Tanto César como su madre recibieron con cierta tensión la noticia, pero no hicieron comentario alguno y despidieron a la visita en la puerta. Una vez que su hermano se hubo ido, Aurelia siguió a su hijo al despacho.

—Siéntate, mater —dijo él afectuoso.

Aurelia así lo hizo en el borde de una silla.

—No me gusta —dijo—. ¿Para qué querrá verte a solas?

—Por lo que ha dicho el tío Cayo. Va a reformar las órdenes religiosas y quiere ver al flamen dialis.

—No me lo creo —replicó tenaz Aurelia.

Preocupado, César apoyó la barbilla en la mano derecha y miró interrogante a su madre. No le preocupaba su situación, pues se sentía capaz de hacer frente a lo que fuese; no, era ella la que le preocupaba. Ella y las demás mujeres de la familia.
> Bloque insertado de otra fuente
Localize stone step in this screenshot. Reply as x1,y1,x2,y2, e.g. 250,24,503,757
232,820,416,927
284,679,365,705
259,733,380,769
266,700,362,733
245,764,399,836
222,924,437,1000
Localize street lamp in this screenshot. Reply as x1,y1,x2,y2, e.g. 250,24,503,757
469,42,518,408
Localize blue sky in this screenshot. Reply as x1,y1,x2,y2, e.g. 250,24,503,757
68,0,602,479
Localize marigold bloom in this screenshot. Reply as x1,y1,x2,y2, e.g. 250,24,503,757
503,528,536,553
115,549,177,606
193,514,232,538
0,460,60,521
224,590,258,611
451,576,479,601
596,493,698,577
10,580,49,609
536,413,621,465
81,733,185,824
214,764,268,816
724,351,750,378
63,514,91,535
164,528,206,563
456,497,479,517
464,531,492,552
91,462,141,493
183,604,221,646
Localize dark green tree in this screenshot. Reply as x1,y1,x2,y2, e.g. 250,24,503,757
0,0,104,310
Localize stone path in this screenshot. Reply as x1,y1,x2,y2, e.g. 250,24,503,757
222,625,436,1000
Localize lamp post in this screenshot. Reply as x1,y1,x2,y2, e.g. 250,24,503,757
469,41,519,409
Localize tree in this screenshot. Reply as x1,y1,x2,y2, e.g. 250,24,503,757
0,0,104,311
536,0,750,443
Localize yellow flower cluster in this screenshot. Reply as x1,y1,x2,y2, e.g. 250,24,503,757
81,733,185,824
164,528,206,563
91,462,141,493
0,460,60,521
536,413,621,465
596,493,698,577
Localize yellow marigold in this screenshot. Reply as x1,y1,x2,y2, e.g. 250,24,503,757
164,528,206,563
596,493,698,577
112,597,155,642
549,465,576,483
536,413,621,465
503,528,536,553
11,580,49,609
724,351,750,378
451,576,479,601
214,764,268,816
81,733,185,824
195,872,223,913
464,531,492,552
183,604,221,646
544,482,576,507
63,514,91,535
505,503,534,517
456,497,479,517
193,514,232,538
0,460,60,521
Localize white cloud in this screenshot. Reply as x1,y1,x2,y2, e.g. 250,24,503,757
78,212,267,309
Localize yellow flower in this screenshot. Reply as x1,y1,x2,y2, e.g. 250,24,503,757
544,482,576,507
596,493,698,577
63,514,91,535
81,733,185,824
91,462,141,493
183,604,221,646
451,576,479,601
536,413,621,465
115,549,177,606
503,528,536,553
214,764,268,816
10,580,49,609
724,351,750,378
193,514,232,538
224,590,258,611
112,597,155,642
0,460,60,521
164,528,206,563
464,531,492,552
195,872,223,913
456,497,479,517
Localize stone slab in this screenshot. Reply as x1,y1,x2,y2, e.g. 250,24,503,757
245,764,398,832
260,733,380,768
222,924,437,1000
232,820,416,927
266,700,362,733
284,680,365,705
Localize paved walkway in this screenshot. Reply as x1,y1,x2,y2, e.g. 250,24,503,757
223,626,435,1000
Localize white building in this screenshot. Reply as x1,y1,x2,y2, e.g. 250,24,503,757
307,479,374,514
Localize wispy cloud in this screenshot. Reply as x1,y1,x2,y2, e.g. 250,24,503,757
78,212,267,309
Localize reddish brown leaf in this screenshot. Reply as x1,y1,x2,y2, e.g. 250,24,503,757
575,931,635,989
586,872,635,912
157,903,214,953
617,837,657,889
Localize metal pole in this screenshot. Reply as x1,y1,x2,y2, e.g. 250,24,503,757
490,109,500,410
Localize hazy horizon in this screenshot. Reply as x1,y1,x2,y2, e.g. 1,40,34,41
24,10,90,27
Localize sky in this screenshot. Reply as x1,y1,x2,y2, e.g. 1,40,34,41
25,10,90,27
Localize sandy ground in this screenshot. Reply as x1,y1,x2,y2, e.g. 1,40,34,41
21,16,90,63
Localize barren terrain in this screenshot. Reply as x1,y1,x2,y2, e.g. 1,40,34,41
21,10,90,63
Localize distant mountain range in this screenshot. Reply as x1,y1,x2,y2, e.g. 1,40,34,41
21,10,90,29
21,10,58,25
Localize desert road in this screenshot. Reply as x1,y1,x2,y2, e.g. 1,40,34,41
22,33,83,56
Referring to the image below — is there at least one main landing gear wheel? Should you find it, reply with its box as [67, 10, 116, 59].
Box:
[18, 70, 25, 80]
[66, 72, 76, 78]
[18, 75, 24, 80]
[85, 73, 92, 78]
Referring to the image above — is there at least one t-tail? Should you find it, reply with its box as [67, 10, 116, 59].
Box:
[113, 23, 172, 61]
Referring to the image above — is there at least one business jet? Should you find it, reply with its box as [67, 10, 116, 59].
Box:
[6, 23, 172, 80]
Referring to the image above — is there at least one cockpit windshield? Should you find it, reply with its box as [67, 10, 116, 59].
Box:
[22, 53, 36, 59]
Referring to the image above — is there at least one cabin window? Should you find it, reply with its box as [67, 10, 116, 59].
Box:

La tragedia se había abatido inexorablemente sobre la familia desde el momento en que el hijo de Mario había convocado aquella reunión para comunicarles su intención de presentarse a las elecciones de cónsul, luego hubo aquella temporada de alegría y confianza artificiales, la decepción de aquel terrible invierno y el negro desasTre que había sido la derrota de Sacriportus. Al joven Mario casi no le habían vuelto a ver desde su nombramiento de cónsul, igual que su madre y su esposa, porque había entrado en escena una querida, una hermosa romana de ascendencia noble llamada Praecia, que ocupaba todos los ratos de ocio que el joven pudiera tener. Era una mujer rica e independiente que cuando hizo caer al joven en sus redes tenía ya treinta y siete años, y ningún proyecto de matrimonio. Había estado casada a los dieciocho años, por obediencia a su padre, fallecido poco después; y Praecia se había embarcado en una serie de aventuras, por lo que su esposo había solicitado el divorcio para entera satisfacción de ella, que emprendió la clase de vida que más le apetecía: ser dueña de su casa y querida de algún noble interesante que recreaba su comedor y su cama con amistades, problemas e intrigas políticas, circunstancia que la permitía mezclar la política a la pasión, irresistible tentación para ella.